DEFENDERS
Prosecutor: "Sutton may deserve another trial"
01/31/2003
HOUSTON (KHOU) -- An 11 News Defenders investigation has prompted an HPD
audit and possible re-testing of evidence in hundreds of criminal cases.
The mother of one young man is hoping the re-testing will set her son
free. Last night we told you why our expert believes 16-year-old Josiah
Sutton was sent to prison for years on faulty DNA evidence from the HPD
crime lab.
Sutton was found guilty of rape and the jury sent him to prison for 25
years. But our DNA expert says the jury was misled by testimony and
reports from the HPD crime lab -- information that made it look as if
Sutton was guilty.
But what do the jurors who convicted him have to say? Jurors like Ronald
Forrester tell us, for them, the DNA evidence was key. "It's
mind-boggling to me that they could do something like this," he says.

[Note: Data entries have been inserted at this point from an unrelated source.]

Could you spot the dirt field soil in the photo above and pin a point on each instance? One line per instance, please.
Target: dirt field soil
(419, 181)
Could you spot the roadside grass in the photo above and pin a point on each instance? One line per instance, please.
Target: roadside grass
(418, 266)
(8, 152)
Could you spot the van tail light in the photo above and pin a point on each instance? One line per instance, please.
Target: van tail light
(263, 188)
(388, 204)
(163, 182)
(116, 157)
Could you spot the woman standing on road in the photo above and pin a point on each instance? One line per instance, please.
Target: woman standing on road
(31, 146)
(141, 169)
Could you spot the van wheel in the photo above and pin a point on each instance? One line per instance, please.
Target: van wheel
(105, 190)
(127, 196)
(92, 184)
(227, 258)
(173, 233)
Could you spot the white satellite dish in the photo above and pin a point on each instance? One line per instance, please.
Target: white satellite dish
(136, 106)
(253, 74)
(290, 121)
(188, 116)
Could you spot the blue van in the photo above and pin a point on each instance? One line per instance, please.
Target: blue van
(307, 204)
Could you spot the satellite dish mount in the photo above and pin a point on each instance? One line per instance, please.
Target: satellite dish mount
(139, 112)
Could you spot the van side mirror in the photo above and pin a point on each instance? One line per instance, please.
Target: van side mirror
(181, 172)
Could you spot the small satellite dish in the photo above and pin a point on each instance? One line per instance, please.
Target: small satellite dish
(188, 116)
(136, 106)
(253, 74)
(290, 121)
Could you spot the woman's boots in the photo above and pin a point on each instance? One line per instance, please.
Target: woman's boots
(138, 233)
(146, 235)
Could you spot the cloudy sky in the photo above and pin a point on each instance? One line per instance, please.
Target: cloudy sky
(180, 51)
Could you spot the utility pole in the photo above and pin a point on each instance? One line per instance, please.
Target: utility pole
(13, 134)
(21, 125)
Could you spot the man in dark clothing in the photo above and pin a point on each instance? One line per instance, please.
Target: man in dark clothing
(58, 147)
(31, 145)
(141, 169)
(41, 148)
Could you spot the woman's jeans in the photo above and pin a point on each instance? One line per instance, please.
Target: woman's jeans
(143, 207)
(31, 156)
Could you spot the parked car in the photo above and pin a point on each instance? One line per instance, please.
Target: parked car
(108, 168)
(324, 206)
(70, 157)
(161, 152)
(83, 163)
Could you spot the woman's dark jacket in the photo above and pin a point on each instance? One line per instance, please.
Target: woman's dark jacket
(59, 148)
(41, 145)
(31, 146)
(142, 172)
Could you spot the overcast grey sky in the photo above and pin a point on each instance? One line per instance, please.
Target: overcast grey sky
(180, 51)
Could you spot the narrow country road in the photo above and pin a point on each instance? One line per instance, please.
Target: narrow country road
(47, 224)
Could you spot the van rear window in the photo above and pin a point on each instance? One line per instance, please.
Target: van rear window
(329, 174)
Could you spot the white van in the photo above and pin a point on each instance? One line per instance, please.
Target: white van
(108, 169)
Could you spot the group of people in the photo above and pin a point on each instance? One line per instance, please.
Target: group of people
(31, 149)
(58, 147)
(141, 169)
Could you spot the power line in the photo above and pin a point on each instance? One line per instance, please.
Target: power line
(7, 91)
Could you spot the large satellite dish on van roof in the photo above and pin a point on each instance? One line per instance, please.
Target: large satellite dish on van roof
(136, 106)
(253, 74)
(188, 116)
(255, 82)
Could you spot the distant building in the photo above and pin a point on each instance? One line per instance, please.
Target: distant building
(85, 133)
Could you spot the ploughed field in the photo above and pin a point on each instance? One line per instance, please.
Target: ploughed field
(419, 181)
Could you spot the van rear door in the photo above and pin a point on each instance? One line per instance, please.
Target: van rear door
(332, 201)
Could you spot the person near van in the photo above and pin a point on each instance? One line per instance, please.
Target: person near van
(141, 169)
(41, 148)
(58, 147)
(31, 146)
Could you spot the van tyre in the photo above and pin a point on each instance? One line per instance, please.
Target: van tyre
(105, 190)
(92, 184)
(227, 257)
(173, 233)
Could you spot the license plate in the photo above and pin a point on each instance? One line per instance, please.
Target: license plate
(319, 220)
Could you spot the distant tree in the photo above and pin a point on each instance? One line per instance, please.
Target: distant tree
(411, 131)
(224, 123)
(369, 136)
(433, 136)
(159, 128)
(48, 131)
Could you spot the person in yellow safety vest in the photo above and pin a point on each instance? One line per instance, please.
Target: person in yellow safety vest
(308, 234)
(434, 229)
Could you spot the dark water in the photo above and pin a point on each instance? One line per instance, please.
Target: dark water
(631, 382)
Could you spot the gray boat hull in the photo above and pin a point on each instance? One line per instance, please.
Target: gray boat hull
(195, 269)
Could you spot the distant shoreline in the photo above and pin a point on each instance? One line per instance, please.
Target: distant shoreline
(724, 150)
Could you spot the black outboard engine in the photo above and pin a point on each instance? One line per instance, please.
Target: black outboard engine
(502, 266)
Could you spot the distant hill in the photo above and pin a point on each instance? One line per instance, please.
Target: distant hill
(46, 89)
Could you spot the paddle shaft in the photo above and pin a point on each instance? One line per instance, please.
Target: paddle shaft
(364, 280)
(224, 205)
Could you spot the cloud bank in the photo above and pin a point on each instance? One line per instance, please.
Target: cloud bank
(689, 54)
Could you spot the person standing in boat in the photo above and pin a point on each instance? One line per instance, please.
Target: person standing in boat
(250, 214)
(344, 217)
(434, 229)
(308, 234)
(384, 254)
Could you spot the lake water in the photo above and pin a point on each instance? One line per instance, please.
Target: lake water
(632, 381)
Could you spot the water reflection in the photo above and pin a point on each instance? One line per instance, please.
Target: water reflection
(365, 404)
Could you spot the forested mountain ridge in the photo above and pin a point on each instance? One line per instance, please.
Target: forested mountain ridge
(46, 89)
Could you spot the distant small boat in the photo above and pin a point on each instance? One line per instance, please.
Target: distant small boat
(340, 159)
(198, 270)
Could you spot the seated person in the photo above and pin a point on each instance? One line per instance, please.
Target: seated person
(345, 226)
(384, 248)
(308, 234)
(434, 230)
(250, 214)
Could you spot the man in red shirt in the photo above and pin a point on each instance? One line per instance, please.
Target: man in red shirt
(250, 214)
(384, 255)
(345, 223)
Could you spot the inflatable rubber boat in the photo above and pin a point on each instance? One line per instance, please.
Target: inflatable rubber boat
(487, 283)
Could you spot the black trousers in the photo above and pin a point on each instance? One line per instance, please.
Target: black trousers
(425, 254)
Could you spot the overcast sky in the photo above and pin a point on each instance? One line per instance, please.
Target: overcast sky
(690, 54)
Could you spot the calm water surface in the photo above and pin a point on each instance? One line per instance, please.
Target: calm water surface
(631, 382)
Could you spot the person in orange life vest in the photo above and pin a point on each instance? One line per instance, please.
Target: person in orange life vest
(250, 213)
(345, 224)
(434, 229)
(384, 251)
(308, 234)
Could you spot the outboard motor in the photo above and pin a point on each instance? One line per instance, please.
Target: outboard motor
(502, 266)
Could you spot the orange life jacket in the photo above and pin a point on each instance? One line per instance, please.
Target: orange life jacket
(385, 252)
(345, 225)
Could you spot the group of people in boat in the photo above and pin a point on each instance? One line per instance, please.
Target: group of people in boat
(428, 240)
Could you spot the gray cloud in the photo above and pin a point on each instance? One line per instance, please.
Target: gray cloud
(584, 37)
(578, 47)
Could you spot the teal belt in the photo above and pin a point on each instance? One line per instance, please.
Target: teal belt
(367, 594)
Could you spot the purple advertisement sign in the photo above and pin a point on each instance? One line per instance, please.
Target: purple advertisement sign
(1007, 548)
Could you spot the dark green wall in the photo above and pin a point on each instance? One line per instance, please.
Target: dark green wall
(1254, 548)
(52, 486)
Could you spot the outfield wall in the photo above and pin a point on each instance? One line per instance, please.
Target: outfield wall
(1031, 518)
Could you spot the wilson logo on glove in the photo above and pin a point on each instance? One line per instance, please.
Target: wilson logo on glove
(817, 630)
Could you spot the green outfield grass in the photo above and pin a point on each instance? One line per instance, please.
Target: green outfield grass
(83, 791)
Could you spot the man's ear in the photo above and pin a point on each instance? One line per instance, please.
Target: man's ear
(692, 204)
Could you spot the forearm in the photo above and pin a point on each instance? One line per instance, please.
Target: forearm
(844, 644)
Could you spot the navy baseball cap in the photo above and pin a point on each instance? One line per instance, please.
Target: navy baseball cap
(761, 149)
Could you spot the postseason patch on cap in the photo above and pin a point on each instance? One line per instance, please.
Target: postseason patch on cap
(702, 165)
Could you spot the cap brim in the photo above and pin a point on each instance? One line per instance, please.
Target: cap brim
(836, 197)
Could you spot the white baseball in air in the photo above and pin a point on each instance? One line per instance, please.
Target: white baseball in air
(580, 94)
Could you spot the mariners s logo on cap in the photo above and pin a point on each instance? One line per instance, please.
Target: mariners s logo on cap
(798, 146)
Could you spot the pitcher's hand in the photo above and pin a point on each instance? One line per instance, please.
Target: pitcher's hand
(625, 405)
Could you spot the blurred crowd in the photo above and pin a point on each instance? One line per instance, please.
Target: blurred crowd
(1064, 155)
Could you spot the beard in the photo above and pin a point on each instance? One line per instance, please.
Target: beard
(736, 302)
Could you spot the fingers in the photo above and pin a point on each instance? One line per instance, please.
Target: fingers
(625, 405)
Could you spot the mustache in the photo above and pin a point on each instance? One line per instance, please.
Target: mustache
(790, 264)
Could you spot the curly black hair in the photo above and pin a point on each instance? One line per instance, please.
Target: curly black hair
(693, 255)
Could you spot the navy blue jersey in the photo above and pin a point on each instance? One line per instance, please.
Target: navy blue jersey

Forrester is a citizen of Harris County and a juror who's had his faith
shaken.
"I mean, you're talking about somebody's life here," he says, "or at
least long stretches of it. I now feel sorry for the young man." A man
Forrester helped judge.
Josiah Sutton, was arrested at age 16 for the rape of a Houston woman,
then prosecuted and tried on the word of the victim and on the basis of
Houston Police Department DNA testing. Sutton was sentenced to 25 years
in prison.
"This is horrible," Forrester says. "Its really horrible."
Now Forrester says he feels regret.
"It's almost as if I did a crime myself, you know? Because I helped put
maybe an innocent person in prison," he says.
So what triggered his doubt? The findings of DNA evidence expert Bill
Thompson
"I think we have a clear miscarriage of justice here," Thompson says.
We asked him to review the lab's testing and testimony in the case. And
he found mistake after mistake.
"The quality of the work here is just grossly inadequate," Thompson
says. "As I look over the test results in a case like this, I think,
this is ridiculous!"
For example, Thompson criticizes HPD's claim that Sutton's DNA matched
the DNA evidence found at the crime scene.
"His DNA profile was one of thousands of profiles that could have been
included in this evidence," Thompson says.
And he found signs that other DNA tests could have been all wrong.
"When this lab tested samples from the rape victim, they tested her
sample three different times and got two different DNA profiles,"
Thompson says. "This is, this is ridiculous."
In fact, Thompson found so many problems that he questions the
impression it made on Sutton's jurors.
"I think that it's very clear that the jury was misled," the DNA expert
says.
So we decided to see what some of the jurors thought. What, for example,
did it say to the jurors when they were told Sutton's DNA was a match?
"That he was guilty," says Lisa Griggs, a Houston businesswoman. "Beyond
a reasonable doubt."
In Griggs' mind, the DNA evidence was the smoking gun. And when we
shared the findings of our expert, Griggs told us the evidence was not
presented in that matter. So it didn't take Griggs long to reach a
conclusion.
"I cannot draw a guilty verdict from that ... ," she says. "I think it's
unfair to Mr. Sutton."
And juror Forrester believes there's even more at stake.
"In this country, we think a person is innocent until proven guilty," he
says. "And for the proof we got to be flawed, that upsets me very badly
and also upsets my faith in the system! ... I think there'd be grounds
for dismissing the case and freeing the young man."
Nonetheless, the prosecutor who argued the case still believes justice
was served.
"Josiah Sutton is guilty and there's nothing wrong with his conviction."
says Joe Ownby of the Harris County District Attorney's Office.
When we told him of the jurors' new doubts about their verdict, he
concluded, "I don't think they can say that ... I don't think anybody
can say that because it's just not logical."
"Would the result have been different than if we had no DNA at all?"
Ownby asks. "No one can say that."
So do the HPD lab's work and the findings of our expert concern him?
"Of course it raises a concern," Ownby says. "I mean, right now, we're
in a period of extreme concern about every test that HPD had done."
In fact, Ownby said, "as soon as I heard that there were problems with
HPD testing, this was the first case that came to mind."
Finally, the prosecutor makes an admission and a promise.
"Josiah Sutton may deserve another trial," he said, "at which time I
will convict him again."
But juror Ronald Forrester said he'd had enough.
"I mean, I was so convinced of my duty because I thought that what they
were doing was right and just," he says. "It's not just -- then, I can't
be a part of it! If it's gonna be a travesty? I don't think so."